Tekil Mesaj gösterimi
Alt 08-13-2011, 05:17   #36
Kullanıcı Adı
Eşref
Standart
Alıntı:
Blur Nickli Üyeden Alıntı Mesajı göster

Eyüp Sultan hazretlerinin kabri İslamiyet'te 3 yada 4. kutsal mekan olarak kabul edilmekte , böyle büyük bir zat şimdi istanbul'a o hasta haliyle boşuna mı gelmiştir..
Bir de öyle bir durum var ki Eyüp Sultan peygamberimize sofrasını açmış bir insan. O topraklarda İslam dini şimdiki gibi değil, en güzel şekliyle yaşanıyor. Havada bile Peygamberimizin o cennet kokusu var. Böyle bir yer bırakılır da, kilise çanlarının çalındığı Konstantin'in topraklarına, o sınıra kim gömülmek ister?
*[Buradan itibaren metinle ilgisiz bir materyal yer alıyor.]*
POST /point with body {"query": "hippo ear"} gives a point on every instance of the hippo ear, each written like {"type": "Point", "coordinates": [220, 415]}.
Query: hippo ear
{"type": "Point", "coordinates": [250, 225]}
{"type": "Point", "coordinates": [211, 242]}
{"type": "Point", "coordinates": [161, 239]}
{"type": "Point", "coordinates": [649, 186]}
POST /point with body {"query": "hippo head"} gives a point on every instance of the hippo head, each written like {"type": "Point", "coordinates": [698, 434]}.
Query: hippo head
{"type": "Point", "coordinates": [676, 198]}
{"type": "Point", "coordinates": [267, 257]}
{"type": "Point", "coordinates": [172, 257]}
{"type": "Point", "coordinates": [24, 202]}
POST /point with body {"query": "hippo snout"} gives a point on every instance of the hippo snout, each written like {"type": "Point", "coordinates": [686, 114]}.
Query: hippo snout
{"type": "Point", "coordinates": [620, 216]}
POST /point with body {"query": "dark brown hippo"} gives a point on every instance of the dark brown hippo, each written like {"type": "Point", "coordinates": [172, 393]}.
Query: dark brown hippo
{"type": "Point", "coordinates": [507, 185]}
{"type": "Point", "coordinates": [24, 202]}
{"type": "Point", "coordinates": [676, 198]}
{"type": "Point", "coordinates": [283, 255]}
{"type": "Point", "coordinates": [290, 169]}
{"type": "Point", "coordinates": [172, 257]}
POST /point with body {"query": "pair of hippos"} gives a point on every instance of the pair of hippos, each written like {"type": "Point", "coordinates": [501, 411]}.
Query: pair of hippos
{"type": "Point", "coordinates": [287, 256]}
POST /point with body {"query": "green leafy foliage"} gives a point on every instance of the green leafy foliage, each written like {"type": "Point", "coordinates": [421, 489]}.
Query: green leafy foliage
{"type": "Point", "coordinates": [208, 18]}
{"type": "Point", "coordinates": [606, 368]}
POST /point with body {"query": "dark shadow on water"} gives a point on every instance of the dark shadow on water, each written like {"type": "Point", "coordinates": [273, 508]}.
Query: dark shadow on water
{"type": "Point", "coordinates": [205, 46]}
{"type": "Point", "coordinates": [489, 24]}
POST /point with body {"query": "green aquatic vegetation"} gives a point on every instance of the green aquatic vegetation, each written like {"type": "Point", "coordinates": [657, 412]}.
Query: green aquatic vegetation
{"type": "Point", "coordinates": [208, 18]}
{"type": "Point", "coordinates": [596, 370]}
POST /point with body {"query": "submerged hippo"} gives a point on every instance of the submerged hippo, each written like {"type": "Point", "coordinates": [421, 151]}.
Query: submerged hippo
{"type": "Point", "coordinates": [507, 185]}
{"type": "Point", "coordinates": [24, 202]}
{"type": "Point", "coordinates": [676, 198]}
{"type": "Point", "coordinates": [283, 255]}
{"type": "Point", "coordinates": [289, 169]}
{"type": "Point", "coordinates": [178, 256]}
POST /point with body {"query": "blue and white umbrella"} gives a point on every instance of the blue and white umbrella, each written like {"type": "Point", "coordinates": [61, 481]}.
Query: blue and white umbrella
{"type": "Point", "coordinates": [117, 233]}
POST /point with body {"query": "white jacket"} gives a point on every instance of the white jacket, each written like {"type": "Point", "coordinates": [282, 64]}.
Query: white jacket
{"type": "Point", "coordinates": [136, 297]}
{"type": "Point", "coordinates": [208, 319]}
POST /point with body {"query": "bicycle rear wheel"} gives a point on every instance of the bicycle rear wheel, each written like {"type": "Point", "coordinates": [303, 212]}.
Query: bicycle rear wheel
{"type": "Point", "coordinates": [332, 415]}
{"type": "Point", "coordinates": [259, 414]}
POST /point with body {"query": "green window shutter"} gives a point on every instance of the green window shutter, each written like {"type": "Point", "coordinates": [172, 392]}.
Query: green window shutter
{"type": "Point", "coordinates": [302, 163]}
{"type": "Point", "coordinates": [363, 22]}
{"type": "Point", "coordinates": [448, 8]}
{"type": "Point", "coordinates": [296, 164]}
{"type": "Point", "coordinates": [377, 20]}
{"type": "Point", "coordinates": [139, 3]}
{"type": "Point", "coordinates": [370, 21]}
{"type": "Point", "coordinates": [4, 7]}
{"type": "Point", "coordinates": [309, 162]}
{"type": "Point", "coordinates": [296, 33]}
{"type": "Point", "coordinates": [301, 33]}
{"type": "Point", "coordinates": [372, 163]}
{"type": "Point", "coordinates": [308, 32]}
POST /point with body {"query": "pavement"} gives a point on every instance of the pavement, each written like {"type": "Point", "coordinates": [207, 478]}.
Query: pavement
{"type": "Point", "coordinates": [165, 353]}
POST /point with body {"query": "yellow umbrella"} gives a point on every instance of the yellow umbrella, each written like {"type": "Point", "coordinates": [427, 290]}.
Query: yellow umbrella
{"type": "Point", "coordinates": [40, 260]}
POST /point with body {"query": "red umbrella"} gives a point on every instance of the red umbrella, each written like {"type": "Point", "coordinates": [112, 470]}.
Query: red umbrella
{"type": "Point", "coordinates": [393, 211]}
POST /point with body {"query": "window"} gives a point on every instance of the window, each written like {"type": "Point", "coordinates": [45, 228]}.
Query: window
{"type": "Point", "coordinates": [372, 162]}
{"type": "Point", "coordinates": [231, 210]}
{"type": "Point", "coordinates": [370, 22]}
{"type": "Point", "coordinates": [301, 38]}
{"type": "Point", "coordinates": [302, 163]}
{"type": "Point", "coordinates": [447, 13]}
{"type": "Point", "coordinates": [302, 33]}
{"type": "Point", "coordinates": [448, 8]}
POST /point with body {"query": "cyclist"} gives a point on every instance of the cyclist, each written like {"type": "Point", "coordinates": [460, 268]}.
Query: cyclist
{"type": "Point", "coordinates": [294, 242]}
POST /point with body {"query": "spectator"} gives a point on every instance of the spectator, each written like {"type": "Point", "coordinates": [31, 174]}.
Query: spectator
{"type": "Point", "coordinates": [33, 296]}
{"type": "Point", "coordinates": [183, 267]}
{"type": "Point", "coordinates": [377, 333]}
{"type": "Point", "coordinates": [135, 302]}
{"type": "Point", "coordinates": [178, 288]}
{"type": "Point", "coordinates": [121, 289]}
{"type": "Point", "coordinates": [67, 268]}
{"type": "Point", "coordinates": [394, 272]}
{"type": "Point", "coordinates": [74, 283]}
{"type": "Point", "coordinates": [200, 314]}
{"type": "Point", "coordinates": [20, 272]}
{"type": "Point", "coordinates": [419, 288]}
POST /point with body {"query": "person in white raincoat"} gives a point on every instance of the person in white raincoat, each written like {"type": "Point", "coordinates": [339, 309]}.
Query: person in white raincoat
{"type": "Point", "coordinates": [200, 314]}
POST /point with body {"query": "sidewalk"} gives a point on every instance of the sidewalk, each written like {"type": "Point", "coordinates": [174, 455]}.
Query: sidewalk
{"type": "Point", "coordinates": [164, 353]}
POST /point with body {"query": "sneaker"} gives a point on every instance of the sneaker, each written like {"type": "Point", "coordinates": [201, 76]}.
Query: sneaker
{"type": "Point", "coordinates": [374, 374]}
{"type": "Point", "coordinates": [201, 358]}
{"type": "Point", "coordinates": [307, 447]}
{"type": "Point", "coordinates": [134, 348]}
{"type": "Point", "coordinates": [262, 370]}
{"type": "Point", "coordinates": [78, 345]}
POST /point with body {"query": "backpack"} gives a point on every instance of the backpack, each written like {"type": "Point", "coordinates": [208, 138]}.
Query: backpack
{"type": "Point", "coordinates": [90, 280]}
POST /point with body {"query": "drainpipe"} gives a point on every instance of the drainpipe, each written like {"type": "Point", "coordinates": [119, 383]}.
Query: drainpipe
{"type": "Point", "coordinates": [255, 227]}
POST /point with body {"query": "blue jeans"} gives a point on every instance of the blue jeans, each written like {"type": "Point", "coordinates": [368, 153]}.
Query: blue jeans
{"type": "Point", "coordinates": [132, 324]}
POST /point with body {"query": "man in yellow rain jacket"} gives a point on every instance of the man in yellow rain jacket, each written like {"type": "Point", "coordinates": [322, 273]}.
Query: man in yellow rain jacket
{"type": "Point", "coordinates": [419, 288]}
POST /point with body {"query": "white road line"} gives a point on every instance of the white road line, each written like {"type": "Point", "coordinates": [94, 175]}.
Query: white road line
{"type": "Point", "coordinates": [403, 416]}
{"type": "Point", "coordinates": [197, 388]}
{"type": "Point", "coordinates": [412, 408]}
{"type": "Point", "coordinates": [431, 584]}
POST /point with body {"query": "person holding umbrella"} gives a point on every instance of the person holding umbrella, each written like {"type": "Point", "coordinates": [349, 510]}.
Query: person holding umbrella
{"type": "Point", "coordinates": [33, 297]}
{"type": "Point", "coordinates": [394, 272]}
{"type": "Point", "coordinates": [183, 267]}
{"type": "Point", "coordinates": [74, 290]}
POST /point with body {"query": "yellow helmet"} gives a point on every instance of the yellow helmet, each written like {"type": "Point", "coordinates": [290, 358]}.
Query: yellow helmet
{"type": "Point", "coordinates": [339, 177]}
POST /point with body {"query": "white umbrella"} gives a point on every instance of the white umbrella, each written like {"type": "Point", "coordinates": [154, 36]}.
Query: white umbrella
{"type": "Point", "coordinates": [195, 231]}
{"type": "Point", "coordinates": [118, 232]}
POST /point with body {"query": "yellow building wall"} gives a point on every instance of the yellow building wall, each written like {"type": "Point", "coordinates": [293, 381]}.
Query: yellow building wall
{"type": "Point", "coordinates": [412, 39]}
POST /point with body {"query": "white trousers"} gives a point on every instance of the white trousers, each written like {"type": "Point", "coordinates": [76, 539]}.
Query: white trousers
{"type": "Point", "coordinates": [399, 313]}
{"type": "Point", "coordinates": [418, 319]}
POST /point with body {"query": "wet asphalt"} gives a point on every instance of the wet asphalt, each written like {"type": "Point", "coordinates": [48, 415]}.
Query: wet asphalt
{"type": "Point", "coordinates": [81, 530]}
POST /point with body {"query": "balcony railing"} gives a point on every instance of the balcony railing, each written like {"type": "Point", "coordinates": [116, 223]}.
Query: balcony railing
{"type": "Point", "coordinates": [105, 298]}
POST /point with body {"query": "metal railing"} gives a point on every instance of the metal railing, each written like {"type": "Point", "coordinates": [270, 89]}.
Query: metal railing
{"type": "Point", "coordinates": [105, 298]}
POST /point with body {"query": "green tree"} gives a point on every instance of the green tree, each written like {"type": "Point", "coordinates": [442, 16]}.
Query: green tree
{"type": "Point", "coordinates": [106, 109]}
Demek ki Konstantin şehri için Peygamberimiz ne büyük bir söz etmiş ki, ne büyük bir lütufta bulunmuş ki, Eyüp Sultan Hazretleri o kutsal toprakları bırakıp büyük bir şevkle İstanbul'a gelmiş, buraya defnedilmiş.




Alıntı:
Gönülden Nickli Üyeden Alıntı Mesajı göster
Benimde bir türlü kabul edemediğim ancak merak ettiğim bir konu

Hanedanlık aile fertleri arasından olunca tek güç olarak kardeş katli vacip deniliyorda kafama takılan neden padişahlık makamının getirisi olarak bakmıyoruz...yani dünyaya hükmetmiş cihan devleti olmuşuz tamamda padişahın başa gelme usulünde sorun olamaz mı..peygamberimiz ve 4 halife devrinde neden babadan oğula yada yönetimi taslim etme gibi bir durum yoktu..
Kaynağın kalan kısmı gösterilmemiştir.